Look at the syllabus for the class to determine whether you're going to cover aspects of photography you already comprehend. Some areas are important to cover more than once and at least get everyone on the same course of understanding and utilizing the concepts. If the course is too basic though, you'll lose interest in most cases.
That is the single most common impediment I've seen when it comes to learning a skill or craft. Most people who take on line courses where self instruction is at stake don't tend to know enough to know what to learn, when to learn it and how to learn it. So they bounce around from lesson to lesson and subject to subject and never put together a cohesive plan for learning where you set a foundation and then build upwards from there. That's a major portion of what a good class should give you, a plan that forces you to stay on track and pay attention to what you did last week because it feeds into what you're about to do next week. A class in stage acting where you only read about how to build stage settings would be pretty worthless. So too, IMO, would be a photography class where you spent weeks covering a single topic such as "how your lens works".
A good instructor keeps you on track if you can't make yourself do that on your own.
So realize learning is 95% you and only 5% the instructor. If you get bored easily, then you will likely get bored in a class also. If you can't take criticism, especially the sort of dumb criticism of the "I like it because ... " type, then you'll find yourself not caring about the work. If you can find the way to use group criticism as a guide and add to that some personal mentoring from a good instructor, then a class can be very beneficial IMO. If the instructor is not available outside of class, then I feel you will have reduced the advantages of a class.
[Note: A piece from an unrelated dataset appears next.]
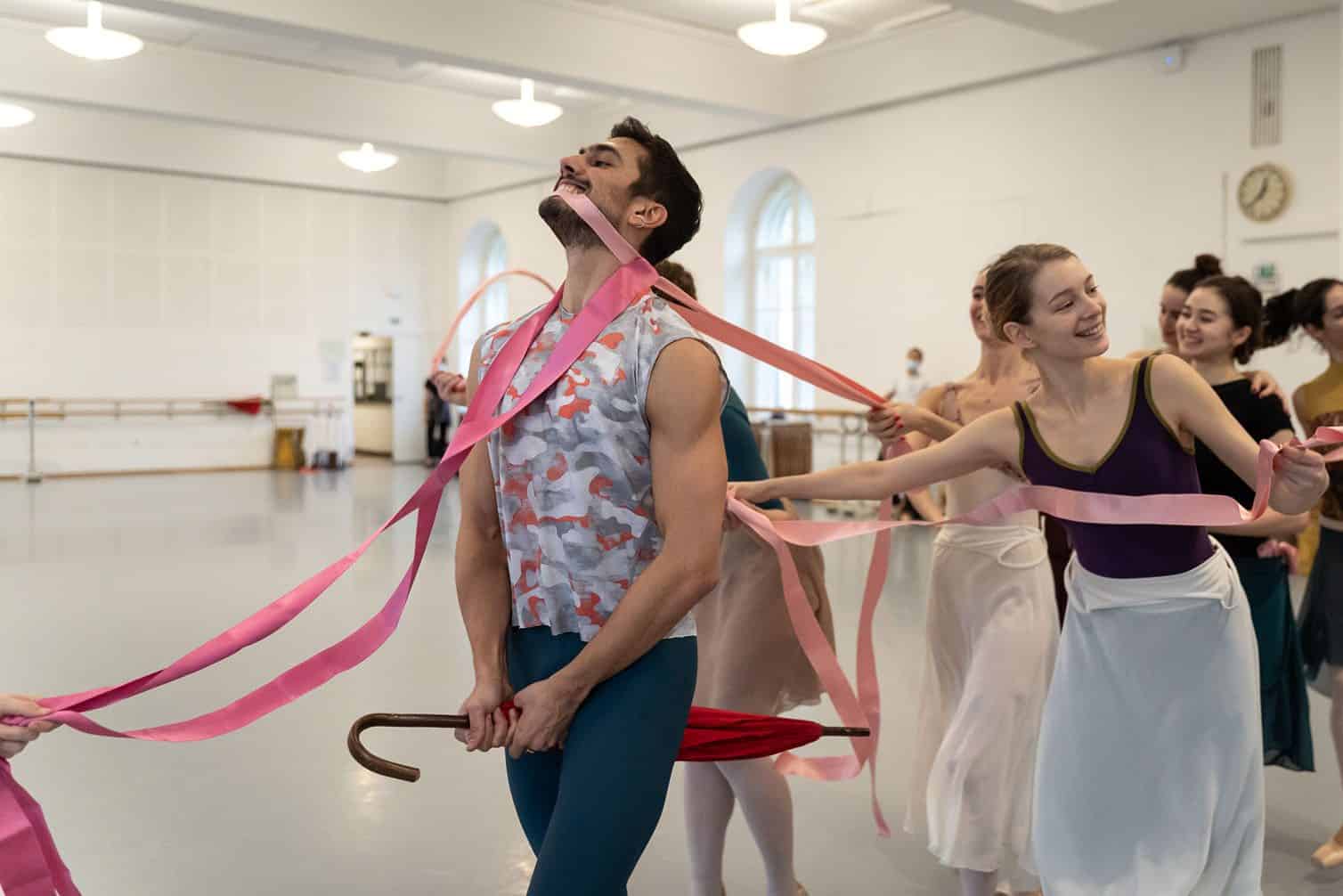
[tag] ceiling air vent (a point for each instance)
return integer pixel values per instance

Photography though is a lot of inner dialogue stuff. A class of any type can teach rules but it is your interpretation of those rules that go into the mental function which inspires your result. A musician is likely to say this is "playing what you hear in your head". You can't really teach that any more than you can teach the micro-second difference between putting an emphasis on the 2-4 beat of a measure vs playing a toe tapping rhythm line. IMO all that comes from paying attention to what others do that pulls you to their work and then applying what's in your head to what comes out of your fingers.
Bottom line is, the class is cheap enough and the personal contact can be a good thing. You can find the same type of education elsewhere since 95% of how you learn is based on you. You can walk away from the class without feeling you've wasted much more than the cost of a good polarizing filter.
If you want contacts, make them yourself. Don't pay someone to give a list of contacts they hand out to everyone who pays their price.